USB telemetry receiver & rant about flux residues

I'll be covering this here before I write the article of my transmitter, because this thing was actually built long before the transmitter. The first tests of my receiver were in fact done using this device acting as the transmitter.

I needed a nice way to debug all the radio stuff I was doing in the spring of 2011, and the whole thought of hassling with serial ports gave me a headache. I had known for quite a while of a bit-banging USB solution on low-end 8bit Atmel microcontrollers, called the V-USB. I had been eager to try it, but I never really had a need for it, until now.

So, the vision was a USB dongle which could be used to receive and transmit packets easily through the radio module. In addition to help with debugging, I needed it to act as a PC interface to my other projects, such as home automation. Using it as a telemetry receiver, however, didn't come up until quite some time later, but as things turned out that's what I use it for mostly these days.
Bottom side view

Top side with a rubber ducky antenna in the SMA connector
The whole thing was supposed to be very simple. I Just copied the reference design of V-USB, attached a radio module through the SPI port, wrote up some software and I thought I was done (see schematics, layout). There were a couple of problems, which made things a bit more difficult.
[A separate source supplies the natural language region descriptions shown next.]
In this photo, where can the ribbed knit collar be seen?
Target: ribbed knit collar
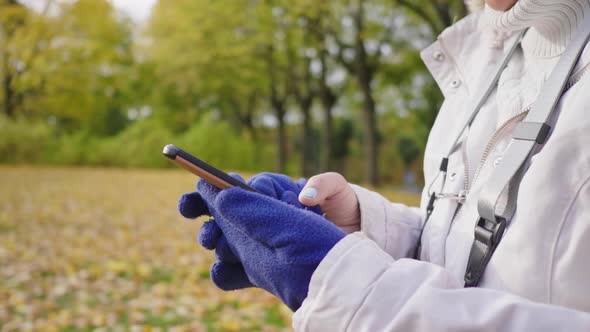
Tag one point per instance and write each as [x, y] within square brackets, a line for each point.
[552, 23]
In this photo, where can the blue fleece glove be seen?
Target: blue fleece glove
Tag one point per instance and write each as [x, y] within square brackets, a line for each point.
[281, 187]
[228, 273]
[279, 245]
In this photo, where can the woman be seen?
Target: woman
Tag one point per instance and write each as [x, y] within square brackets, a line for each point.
[360, 272]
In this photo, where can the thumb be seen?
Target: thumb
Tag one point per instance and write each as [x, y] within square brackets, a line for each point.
[336, 199]
[321, 188]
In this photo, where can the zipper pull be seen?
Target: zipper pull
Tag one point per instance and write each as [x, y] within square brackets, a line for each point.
[460, 197]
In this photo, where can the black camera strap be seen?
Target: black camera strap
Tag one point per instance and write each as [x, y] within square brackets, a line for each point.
[497, 201]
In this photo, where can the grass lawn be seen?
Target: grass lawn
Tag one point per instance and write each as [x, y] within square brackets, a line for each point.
[83, 248]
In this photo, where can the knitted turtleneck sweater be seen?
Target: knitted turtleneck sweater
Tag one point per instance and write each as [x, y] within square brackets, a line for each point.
[552, 24]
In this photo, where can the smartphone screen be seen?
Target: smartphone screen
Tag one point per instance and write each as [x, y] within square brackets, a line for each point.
[215, 176]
  • ICSP and radio share SPI
  • Missing bypass capacitors
  • Flux residues
The radio module was attached to the microcontroller through SPI and will act as a slave device, which means it will listen on MOSI and talk on MISO. The microcontroller of course acts as a master device when talking to the radio. However, the microcontroller is programmed through the SPI port and will act as an SPI slave device during this time. Meaning it will too listen on MOSI and talk on MISO. Since both devices are talking on the same line at the same time, we have a conflict and the programming fails.
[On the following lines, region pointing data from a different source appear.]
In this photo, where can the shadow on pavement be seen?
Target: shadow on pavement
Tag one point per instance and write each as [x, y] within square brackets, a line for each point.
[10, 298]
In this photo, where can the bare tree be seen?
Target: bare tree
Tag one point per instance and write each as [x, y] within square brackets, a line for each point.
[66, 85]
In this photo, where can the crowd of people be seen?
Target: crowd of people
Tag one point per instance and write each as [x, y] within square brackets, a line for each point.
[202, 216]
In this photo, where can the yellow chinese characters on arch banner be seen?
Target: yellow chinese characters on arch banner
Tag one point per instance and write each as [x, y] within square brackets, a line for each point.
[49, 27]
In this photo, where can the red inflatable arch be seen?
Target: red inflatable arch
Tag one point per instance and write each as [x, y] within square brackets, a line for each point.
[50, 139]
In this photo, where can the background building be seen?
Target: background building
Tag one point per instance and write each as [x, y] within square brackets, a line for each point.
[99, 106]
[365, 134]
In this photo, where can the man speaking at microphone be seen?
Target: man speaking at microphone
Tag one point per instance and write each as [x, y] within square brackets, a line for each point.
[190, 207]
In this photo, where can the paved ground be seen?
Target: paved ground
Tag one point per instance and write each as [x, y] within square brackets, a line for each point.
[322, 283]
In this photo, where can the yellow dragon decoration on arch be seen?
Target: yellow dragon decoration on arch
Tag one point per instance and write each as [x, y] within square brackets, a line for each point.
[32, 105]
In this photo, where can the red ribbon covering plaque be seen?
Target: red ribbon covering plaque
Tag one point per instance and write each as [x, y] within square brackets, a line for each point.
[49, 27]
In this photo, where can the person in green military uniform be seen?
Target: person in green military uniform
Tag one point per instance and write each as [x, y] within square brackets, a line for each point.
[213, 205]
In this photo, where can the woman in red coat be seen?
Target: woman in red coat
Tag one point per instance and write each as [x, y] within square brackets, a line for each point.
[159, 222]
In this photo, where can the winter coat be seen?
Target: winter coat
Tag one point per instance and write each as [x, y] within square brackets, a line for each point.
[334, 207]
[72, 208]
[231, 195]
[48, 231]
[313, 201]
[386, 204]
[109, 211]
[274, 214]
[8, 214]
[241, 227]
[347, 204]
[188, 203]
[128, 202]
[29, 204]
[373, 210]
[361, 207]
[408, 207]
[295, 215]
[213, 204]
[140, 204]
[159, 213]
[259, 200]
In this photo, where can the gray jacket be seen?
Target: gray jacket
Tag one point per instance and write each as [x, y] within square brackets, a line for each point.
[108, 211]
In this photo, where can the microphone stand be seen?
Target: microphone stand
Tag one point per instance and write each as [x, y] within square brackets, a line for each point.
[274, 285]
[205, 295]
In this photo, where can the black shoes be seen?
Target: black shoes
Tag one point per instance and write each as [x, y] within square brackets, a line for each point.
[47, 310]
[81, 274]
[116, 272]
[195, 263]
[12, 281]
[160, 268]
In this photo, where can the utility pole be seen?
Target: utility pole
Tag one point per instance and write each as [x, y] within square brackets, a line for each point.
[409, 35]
Okay. It's not like I didn't think of that when I was designing the board. The thing is: the radio will only talk on the MISO line if its slave select line is pulled low. As the microcontroller is being programmed, it should release the slave select line and a pull-up resistor should deselect the radio. For some reason this does not always happen, of which I'm still unclear why. Anyway, in all of my later designs I added a jumper, or some other method, which can be used to disconnect the radio from the SPI bus. This problem didn't very much affect the usability of the dongle, because it can be programmed through USB anyway. The SPI programming was only used a couple of times at first, just to get the USB boot loader programmed.

I'm not sure if it ever caused any issues, but inspecting the board later on I noticed, that I had completely forgotten about the chip level bypass capacitors. There is only one capacitor on the output side of the 3.3V regulator. I bodged a couple of small ceramics between tracks, to make sure that insufficient bypass was not an issue.
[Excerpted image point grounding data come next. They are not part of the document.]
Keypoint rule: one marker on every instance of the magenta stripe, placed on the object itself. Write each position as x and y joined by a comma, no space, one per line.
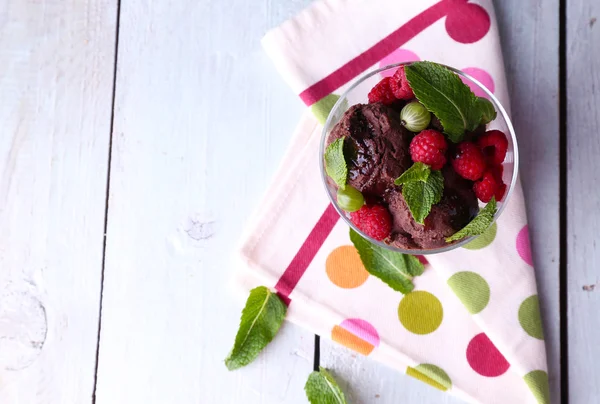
306,253
380,50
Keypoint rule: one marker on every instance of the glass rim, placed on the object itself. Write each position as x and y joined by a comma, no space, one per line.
449,247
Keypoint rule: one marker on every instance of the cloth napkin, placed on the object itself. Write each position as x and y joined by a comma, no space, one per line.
472,325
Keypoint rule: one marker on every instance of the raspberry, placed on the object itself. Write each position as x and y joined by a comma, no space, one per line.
399,85
429,147
382,93
468,162
486,188
375,221
498,171
494,145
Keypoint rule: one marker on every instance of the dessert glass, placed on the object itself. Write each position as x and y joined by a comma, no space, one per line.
357,94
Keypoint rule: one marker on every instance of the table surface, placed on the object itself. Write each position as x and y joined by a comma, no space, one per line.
139,137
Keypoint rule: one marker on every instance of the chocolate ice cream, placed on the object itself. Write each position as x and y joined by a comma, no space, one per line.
376,146
456,209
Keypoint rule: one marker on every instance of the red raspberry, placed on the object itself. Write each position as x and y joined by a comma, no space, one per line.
382,93
486,188
468,162
429,147
400,86
494,145
375,221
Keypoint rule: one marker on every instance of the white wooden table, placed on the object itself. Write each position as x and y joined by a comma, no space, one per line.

What turned out to be a real problem was flux residue. You would assume flux used in electronics solder is non-conductive, right? Wrong! I'm pretty sure it depends on the type of flux, but whatever is in my soldering paste (I think it's just kolophonium) is a bastard. The problem is that the flux flows between the radio module PCB and the main PCB as well as between the microcontroller package and the main PCB, and causes "shorts". Of course they are not zero resistance shorts or anything, but they present a significant finite resistance, which changes rise times of especially the very weak drivers of the radio module (I think they are in the order of 1mA max.). Now, getting rid of the flux residues is a real pain in the ass. Kolophonium is not really soluble in water. It is supposed to be soluble in isopropanol, but even after keeping the boards submerged in isopropanol for a full day, the residues are still there. I tried:
  • water & soap
  • isopropanol
  • commercial flux cleaning agent (smells and looks a lot like soapy water)
  • ethanol
  • acetone
  • turpentine
  • paint remover
And I'm happy to report that paint remover works amazingly well! Anything else on that list is not really worth the effort. The stuff I was using is something called Nitromors, but I've heard that many other paint removers work well too. This one has dichloromethane listed as the active ingredient and is a gooey consistency. Next bottle I buy, I'll probably go for something that's a bit easier to wash off.